Why the first trial stalled
What was supposed to be a straightforward verdict turned into a dead end. On Feb. 13, Judge Hanley Chew declared a mistrial after jurors reported they were hopelessly deadlocked and could not reach unanimous decisions on the felony counts. Reporting indicates the panel split on the two main counts, leaving prosecutors to opt for a retrial rather than accept the stalemate in a high-profile campus case. AP News outlined the breakdown of jury votes and the court’s decision to call a mistrial.
Prosecutors and the records fight
Prosecutors have insisted from the start that this is a property damage case, not a referendum on political speech, and they are pushing to retry the five defendants. The defense counters that public campaign materials and fundraising built around the prosecution have created a conflict of interest. Singh’s motion asks a judge to order the DA’s office to turn over specific emails and donor records that could shed light on that claim. Local outlets have covered both sides of the increasingly heated filings, and KQED has been tracking the paperwork and the dueling narratives in court.
Legal stakes
If the court removes Rosen and his office from the case, the California Attorney General’s office would decide whether to step in and prosecute or simply dismiss the charges. That kind of handoff could slow the case or change its contours entirely. The five remaining defendants still face felony vandalism and conspiracy counts that carry the possibility of prison time and restitution orders if they are convicted, according to KTVU.
What happens next
According to local reporting, the Attorney General’s office has already agreed to assist on the narrow question of recusal and is expected to review the defense motion in mid March.

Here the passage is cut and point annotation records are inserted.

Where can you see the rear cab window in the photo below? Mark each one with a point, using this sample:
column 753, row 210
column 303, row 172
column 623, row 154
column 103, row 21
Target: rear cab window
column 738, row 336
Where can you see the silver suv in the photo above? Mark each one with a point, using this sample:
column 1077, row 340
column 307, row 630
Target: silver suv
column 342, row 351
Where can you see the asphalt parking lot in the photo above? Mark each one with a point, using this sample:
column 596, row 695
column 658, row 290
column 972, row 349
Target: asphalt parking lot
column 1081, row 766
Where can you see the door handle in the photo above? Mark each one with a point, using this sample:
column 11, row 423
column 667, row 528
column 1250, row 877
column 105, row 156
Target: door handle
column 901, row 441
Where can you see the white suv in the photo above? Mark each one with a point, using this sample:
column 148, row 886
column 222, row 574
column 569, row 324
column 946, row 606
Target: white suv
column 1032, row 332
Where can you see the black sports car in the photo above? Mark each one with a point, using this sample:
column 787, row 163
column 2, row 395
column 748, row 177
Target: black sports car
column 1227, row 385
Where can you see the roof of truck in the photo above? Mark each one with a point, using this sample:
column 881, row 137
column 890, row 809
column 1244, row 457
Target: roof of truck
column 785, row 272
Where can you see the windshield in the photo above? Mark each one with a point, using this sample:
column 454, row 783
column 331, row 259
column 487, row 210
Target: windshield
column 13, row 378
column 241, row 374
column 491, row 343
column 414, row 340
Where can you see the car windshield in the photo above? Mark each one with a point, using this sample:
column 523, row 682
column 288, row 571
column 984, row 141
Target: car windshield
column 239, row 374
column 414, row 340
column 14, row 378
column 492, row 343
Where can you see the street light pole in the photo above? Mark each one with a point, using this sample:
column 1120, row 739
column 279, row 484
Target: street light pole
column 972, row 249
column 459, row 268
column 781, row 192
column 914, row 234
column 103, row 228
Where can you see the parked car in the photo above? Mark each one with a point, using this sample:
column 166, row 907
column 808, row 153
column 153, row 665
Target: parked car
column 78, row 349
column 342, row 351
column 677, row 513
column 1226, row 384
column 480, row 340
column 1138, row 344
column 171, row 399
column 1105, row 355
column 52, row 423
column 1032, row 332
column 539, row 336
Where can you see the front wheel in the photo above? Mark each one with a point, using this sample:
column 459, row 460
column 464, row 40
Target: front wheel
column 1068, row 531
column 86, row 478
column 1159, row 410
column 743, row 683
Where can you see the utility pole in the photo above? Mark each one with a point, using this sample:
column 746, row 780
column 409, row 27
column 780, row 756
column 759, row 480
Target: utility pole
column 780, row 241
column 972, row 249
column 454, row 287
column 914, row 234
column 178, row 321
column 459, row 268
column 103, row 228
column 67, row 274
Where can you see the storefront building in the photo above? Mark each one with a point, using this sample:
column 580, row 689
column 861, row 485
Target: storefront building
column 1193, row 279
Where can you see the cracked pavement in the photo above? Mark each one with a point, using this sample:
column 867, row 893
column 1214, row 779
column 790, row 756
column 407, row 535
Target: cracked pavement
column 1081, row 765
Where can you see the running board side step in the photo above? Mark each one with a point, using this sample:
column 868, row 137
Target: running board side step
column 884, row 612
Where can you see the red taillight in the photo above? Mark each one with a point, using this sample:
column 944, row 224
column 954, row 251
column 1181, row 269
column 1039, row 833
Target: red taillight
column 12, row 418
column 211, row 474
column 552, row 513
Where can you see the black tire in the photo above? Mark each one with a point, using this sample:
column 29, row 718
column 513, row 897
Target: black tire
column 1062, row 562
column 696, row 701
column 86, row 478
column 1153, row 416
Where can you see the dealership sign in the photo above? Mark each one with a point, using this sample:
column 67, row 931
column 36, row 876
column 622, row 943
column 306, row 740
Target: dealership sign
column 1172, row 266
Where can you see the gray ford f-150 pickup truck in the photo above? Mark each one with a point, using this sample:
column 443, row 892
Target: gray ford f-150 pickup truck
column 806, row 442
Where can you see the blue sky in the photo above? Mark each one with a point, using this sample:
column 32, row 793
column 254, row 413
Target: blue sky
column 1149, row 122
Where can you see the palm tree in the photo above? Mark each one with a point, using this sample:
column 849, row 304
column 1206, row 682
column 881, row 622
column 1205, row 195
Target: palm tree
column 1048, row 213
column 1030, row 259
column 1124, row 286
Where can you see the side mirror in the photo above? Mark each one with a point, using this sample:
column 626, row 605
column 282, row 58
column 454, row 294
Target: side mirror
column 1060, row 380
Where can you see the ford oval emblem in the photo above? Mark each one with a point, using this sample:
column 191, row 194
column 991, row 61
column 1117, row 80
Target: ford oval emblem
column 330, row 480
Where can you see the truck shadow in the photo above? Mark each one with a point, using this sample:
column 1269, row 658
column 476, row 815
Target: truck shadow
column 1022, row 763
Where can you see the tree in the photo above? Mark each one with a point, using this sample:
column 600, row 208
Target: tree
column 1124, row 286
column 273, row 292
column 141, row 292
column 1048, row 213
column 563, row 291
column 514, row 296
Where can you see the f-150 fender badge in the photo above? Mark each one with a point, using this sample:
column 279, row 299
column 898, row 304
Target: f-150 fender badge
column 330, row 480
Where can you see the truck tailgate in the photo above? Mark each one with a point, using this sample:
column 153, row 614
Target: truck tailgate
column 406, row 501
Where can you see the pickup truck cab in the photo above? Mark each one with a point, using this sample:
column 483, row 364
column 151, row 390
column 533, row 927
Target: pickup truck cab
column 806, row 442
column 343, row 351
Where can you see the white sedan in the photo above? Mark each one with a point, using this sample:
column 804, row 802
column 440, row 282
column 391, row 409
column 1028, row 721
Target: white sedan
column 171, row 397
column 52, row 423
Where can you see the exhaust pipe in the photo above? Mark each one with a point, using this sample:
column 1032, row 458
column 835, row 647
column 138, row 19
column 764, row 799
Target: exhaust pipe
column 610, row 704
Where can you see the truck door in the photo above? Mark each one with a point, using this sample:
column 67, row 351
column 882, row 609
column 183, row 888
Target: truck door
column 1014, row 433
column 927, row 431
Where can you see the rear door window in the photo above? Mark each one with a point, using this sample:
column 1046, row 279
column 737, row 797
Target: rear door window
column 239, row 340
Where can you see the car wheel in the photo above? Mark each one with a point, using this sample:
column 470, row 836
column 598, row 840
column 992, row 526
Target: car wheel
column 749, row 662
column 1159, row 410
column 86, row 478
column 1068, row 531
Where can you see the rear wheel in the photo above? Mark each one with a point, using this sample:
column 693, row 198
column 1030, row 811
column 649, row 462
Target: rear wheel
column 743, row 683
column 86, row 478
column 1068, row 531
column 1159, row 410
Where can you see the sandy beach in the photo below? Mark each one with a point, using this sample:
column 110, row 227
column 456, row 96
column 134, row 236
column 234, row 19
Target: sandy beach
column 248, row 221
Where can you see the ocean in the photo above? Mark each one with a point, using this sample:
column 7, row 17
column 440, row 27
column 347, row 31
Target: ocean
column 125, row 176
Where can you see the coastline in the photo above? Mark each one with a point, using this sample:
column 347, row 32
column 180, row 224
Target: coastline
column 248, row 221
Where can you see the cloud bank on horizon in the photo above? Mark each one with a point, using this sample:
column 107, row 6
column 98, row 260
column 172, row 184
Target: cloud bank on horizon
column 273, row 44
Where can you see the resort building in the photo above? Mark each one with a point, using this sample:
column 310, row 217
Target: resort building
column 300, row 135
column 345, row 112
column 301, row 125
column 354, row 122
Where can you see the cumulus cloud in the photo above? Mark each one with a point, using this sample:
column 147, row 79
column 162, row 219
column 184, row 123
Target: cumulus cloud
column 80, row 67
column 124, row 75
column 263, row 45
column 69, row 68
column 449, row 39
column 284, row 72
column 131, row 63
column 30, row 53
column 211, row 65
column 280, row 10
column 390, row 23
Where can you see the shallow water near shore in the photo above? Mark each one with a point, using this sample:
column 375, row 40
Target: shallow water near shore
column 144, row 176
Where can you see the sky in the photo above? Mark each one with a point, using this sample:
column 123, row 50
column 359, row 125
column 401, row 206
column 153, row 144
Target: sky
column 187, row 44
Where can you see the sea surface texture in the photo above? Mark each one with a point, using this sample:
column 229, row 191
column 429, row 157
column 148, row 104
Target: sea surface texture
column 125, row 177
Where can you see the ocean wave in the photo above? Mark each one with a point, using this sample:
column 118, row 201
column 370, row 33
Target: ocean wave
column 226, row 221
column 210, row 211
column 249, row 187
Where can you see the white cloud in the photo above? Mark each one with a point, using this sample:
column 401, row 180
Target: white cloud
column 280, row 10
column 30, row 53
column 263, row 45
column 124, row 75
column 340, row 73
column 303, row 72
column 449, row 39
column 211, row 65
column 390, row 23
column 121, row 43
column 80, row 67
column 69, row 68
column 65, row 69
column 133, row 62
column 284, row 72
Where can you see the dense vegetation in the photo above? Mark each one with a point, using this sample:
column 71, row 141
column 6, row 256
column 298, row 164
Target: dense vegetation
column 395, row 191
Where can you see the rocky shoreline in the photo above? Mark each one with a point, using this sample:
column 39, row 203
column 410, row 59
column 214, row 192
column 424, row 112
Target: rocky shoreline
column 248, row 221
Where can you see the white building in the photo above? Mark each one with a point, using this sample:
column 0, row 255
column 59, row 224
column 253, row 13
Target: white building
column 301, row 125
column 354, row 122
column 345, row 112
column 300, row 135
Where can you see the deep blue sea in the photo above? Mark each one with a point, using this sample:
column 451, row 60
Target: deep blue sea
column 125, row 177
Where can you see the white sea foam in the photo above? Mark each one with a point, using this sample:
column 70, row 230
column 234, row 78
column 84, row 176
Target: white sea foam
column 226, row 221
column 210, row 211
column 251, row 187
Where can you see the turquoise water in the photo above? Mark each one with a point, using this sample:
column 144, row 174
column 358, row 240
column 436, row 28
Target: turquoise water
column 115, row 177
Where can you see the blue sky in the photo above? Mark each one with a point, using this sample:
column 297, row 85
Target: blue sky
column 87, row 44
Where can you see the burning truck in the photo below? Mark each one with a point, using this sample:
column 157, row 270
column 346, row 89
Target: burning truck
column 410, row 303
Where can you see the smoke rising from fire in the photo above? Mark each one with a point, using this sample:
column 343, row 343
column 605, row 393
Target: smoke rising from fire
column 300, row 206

A Santa Clara County judge is slated to rule later in the month. That decision will determine whether the retrial moves forward under Rosen’s leadership or whether state prosecutors step in and decide to take over or drop the case. Mountain View Voice has reported on the Attorney General’s involvement, while The Mercury News has outlined the judge’s upcoming schedule and the defense discovery push.
The recusal fight puts a technical but consequential question front and center in a case that has already stirred campus and community debate: can a prosecutor’s campaign messaging and public comments create enough of an appearance of conflict to change who brings criminal charges to trial? Whether the result is dismissal, a state takeover, or a fresh retrial under the county DA, the ruling is poised to reset both the timeline and the legal posture of a prosecution that is not fading from the local spotlight anytime soon.